The 33-0 vote this week sends SJR 1 back to the Ohio House for its consideration. Senators approved a comparable resolution late last year that did not move out of the other chamber.
SJR 1 calls for the creation of a nine-member Public Office Compensation Commission, which would be required to review the pay rates of elected public officials throughout the state.
Members would be appointed by the governor, majority and minority leaders of the Legislature and the chief justice of the Ohio Supreme Court. Appointees could not be elected officials, family members of elected officials, government employees or lobbyists.
The commission would offer recommendations for increases or decreases to pay rates for statewide, county and township officials and judges but not some other officials, whose pay is established via resolution at the local level. Lawmakers could override pay recommendations.

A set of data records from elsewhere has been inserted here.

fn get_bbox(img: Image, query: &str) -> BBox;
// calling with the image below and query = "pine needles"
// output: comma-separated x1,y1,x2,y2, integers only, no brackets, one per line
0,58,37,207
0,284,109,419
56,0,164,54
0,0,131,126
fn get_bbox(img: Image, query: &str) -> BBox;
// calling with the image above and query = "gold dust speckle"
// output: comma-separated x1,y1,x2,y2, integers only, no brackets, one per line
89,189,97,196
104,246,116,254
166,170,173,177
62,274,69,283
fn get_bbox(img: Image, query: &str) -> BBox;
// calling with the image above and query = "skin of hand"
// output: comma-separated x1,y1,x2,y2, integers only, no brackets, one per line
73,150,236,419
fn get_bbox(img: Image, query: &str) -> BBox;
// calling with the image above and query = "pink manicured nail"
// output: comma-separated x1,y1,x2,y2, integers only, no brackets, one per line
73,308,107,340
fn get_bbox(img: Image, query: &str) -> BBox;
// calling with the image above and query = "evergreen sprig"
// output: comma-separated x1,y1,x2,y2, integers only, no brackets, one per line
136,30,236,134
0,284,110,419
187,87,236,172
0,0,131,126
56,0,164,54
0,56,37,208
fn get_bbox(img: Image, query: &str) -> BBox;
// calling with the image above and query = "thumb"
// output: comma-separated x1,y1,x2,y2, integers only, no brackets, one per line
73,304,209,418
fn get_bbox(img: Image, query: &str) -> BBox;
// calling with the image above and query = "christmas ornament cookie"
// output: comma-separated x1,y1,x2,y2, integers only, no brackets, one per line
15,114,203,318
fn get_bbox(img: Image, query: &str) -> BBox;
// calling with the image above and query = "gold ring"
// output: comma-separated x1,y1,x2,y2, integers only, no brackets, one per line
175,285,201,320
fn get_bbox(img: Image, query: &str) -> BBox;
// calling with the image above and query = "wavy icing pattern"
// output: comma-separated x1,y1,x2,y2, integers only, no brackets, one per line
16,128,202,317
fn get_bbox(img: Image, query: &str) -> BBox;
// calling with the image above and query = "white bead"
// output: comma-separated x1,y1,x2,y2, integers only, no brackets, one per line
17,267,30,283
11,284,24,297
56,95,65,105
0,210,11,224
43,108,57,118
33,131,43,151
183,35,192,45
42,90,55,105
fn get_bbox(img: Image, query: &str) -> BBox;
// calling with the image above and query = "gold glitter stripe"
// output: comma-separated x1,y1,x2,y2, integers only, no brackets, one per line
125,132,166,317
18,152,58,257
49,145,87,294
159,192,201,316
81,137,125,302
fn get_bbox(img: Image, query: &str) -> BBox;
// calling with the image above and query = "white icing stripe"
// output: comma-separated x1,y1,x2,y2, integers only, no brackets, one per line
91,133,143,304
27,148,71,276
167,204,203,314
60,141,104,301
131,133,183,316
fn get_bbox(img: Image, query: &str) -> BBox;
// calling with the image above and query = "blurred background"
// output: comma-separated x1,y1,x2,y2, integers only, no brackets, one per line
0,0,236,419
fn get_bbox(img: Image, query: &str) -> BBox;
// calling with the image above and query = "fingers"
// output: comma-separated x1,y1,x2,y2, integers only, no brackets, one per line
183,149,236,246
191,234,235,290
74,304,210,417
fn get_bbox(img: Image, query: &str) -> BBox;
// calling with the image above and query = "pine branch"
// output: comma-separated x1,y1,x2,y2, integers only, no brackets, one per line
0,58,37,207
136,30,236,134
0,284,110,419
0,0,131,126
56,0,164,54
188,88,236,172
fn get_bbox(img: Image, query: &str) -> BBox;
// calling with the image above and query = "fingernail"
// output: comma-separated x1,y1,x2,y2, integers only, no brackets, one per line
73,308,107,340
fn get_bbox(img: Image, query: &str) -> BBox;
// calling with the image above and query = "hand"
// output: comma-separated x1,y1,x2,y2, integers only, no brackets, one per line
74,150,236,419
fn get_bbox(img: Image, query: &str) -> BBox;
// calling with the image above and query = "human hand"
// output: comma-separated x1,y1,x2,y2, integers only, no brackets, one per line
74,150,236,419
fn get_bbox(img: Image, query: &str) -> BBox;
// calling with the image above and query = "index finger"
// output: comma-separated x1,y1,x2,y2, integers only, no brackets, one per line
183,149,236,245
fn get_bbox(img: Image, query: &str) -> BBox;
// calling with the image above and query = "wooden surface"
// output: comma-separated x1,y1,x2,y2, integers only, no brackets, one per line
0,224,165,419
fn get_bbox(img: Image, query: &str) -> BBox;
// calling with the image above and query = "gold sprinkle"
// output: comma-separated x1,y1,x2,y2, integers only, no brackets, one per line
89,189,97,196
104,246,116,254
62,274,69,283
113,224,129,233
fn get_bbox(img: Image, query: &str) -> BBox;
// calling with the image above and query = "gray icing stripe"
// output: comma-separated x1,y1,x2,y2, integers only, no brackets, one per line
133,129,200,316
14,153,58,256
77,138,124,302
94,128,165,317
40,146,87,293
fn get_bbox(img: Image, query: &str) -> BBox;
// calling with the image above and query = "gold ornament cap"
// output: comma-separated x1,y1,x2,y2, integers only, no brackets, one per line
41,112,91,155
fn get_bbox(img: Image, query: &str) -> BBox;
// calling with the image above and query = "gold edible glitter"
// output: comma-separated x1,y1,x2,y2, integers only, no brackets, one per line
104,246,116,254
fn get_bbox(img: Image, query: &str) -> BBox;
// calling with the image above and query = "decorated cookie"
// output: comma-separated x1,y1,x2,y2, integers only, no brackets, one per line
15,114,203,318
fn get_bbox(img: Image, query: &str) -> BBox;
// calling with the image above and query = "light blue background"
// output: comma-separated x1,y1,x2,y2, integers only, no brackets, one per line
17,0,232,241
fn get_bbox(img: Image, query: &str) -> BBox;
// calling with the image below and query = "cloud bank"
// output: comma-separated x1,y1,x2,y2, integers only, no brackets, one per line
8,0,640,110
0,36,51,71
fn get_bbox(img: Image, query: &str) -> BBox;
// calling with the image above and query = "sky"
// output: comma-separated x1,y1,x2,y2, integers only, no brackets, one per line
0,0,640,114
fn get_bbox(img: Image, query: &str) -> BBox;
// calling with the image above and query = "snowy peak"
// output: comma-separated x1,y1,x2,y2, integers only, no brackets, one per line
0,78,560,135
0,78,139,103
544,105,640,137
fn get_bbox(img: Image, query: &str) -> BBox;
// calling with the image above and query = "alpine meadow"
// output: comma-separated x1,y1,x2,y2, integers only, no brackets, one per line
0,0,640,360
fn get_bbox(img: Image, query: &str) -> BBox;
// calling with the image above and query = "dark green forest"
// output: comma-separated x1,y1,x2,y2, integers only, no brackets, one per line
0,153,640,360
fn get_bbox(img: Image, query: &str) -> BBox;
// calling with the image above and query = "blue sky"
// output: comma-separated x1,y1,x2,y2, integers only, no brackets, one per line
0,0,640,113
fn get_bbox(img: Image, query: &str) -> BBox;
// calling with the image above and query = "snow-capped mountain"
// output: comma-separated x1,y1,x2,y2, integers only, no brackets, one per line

Nineteen other states have comparable compensation commissions in place, said Senate President Keith Faber, R-Celina, the primary sponsor of the measure.
“It’s time for us to take politicians out of the business of giving each other pay raises,” he said, adding later, “Many of us believe, as I do, that there are certainly elected officials around Ohio [who] certainly merit pay raises, but doing it in an abstract political process is not the best way to do it.”
Lawmakers’ approval would place the resolution before voters for a final decision.
The Ohio House passed its own public-official pay-raise bill late last year that was not supported by the Senate. The House also removed language from the biennial budget bill that would have increased pay for judges, an amendment supported by the supreme court’s chief justice.